Oireachtas Joint and Select Committees

Wednesday, 27 February 2013

Joint Oireachtas Committee on Justice, Defence and Equality

Penal Reform: Discussion with User Voice

2:20 pm

Mr. Mark Johnson:

I am an Ashoka fellow. I am not sure if any members are aware of that - I was not until I was made one. Ashoka is part of Change Nation and change makers. I came over here to do a keynote address in Wheatfield. Basically the criminal justice system is mainly the Prison Service, the director general, etc. I brought over a prison governor to outline his experience and there was some resonance. I returned and gave a talk at Trinity College where I spoke to senior members of the Probation Service and Prison Service. We have submitted a proposal to look at the Mountjoy Prison campus with the three different groups of people - young offenders, women and adult males. Our model is about coming in, upskilling the community and then leaving. It is not a static service where we are there forever.
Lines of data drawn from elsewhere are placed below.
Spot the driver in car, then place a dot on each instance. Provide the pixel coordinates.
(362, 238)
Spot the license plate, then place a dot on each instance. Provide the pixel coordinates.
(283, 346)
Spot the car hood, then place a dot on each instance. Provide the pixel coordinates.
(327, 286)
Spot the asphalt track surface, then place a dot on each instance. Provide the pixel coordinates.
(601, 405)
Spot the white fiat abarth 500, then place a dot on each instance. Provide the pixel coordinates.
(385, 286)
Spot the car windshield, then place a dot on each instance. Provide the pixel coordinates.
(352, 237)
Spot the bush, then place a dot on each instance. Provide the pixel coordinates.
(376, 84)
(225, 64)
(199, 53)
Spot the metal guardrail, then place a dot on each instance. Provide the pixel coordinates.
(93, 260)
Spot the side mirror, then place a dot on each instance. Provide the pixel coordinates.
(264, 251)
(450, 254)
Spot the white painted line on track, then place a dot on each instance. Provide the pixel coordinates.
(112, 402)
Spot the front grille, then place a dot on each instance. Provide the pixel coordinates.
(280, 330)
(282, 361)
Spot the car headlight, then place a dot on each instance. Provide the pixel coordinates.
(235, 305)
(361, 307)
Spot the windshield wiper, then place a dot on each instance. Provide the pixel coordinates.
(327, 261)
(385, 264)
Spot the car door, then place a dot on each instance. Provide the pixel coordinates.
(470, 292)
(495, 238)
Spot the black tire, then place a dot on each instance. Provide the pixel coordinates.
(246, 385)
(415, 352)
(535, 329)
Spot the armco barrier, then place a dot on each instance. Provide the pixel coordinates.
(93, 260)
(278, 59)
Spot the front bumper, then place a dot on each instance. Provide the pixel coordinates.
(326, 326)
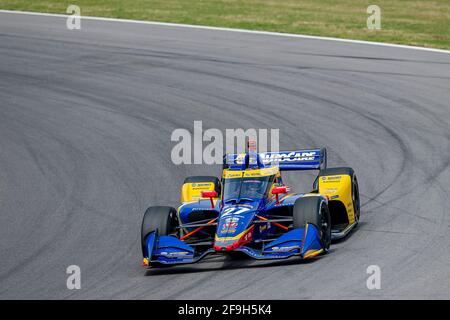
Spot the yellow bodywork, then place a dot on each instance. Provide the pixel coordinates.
(192, 191)
(339, 188)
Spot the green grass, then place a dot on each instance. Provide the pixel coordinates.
(420, 23)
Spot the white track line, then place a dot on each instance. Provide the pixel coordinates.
(278, 34)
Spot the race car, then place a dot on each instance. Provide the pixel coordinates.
(251, 210)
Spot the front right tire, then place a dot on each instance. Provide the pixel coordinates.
(161, 218)
(314, 210)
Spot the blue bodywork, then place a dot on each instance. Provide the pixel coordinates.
(248, 225)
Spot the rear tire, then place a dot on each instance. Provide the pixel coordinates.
(314, 210)
(161, 218)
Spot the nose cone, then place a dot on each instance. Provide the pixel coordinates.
(234, 229)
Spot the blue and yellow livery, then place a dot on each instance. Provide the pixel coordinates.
(250, 210)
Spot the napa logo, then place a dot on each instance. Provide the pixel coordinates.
(289, 157)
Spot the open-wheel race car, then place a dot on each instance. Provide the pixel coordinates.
(251, 210)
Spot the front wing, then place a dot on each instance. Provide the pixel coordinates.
(169, 250)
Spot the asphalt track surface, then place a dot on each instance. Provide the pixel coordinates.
(85, 123)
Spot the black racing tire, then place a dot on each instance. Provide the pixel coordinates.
(161, 218)
(355, 187)
(199, 179)
(314, 210)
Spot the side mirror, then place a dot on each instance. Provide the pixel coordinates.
(210, 194)
(279, 190)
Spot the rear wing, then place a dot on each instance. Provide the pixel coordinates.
(313, 159)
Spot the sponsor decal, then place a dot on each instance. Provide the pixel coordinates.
(289, 157)
(175, 254)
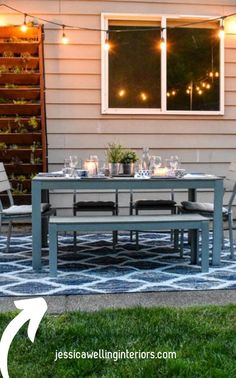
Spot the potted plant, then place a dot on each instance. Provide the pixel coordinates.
(114, 156)
(128, 159)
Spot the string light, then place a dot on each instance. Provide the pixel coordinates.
(64, 38)
(221, 28)
(121, 93)
(107, 44)
(24, 26)
(143, 96)
(221, 18)
(162, 41)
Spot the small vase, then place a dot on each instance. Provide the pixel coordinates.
(128, 169)
(114, 169)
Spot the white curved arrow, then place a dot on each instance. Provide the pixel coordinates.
(33, 310)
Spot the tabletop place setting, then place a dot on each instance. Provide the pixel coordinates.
(120, 163)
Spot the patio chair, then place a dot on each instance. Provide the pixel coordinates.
(96, 206)
(21, 212)
(207, 209)
(153, 205)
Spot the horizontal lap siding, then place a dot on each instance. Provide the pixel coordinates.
(73, 91)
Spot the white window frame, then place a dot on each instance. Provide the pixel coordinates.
(105, 18)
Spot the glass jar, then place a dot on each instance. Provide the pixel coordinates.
(145, 158)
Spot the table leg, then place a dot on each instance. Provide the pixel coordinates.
(217, 222)
(36, 226)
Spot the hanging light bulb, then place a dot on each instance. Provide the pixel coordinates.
(121, 93)
(64, 38)
(107, 45)
(162, 40)
(221, 29)
(143, 96)
(24, 26)
(162, 43)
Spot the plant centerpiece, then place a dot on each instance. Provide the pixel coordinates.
(128, 159)
(114, 155)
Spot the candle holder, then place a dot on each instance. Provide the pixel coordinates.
(91, 166)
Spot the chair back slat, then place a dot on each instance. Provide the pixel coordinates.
(4, 182)
(230, 178)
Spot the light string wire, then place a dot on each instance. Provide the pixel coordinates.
(114, 30)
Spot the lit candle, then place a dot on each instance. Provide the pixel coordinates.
(161, 171)
(91, 167)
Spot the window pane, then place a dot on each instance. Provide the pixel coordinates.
(134, 67)
(193, 68)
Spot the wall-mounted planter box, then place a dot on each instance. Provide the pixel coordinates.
(25, 169)
(20, 93)
(22, 155)
(19, 47)
(29, 63)
(5, 122)
(22, 55)
(21, 109)
(20, 78)
(20, 138)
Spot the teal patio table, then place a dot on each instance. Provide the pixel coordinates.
(40, 183)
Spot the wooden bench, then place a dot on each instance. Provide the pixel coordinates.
(129, 223)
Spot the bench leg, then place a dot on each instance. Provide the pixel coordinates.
(205, 247)
(194, 246)
(53, 250)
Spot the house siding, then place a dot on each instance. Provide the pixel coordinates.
(75, 124)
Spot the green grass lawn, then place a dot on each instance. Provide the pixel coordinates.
(204, 339)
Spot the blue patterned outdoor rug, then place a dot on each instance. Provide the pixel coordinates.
(96, 268)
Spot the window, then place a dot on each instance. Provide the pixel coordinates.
(141, 77)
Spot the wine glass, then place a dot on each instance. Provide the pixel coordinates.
(155, 163)
(174, 162)
(67, 167)
(73, 164)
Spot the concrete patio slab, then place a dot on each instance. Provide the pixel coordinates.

My mission is to try to get prison joined up with the community. In the UK that is not the case because a person sent to prison there can be sent anywhere in the country and therefore a prisoner when leaving will not necessarily go back into the community in which the prison is based. However, in the Mountjoy campus there is significant capacity to do work on entry into prison, which is when rehabilitation should start by having this peer-led mentoring and support and then actually working within the community outside also. In that process it is ringing out its full potential. It adds benefit to the prison as a community and makes better services. It makes better services on release and people are more in tune because people are communicating with the horse's mouth, so to speak. It also produces this intervention and this peer-led approach to breaking the cycle of crime. Peer-led approach is probably the most underestimated intervention that has ever been exposed and yet it is completely underfunded because it does not fit in the confines of how we procure services. However, for me, it is the real answer. There is all manner of evidence, including the 12-step fellowships of Alcoholics Anonymous and Narcotics Anonymous - worldwide programmes on alcohol and drug treatment - that are completely peer led and among the most successful programmes on the planet. Taking some of that approach of people, who have shared some experience but actually live successfully, has proven hugely successful.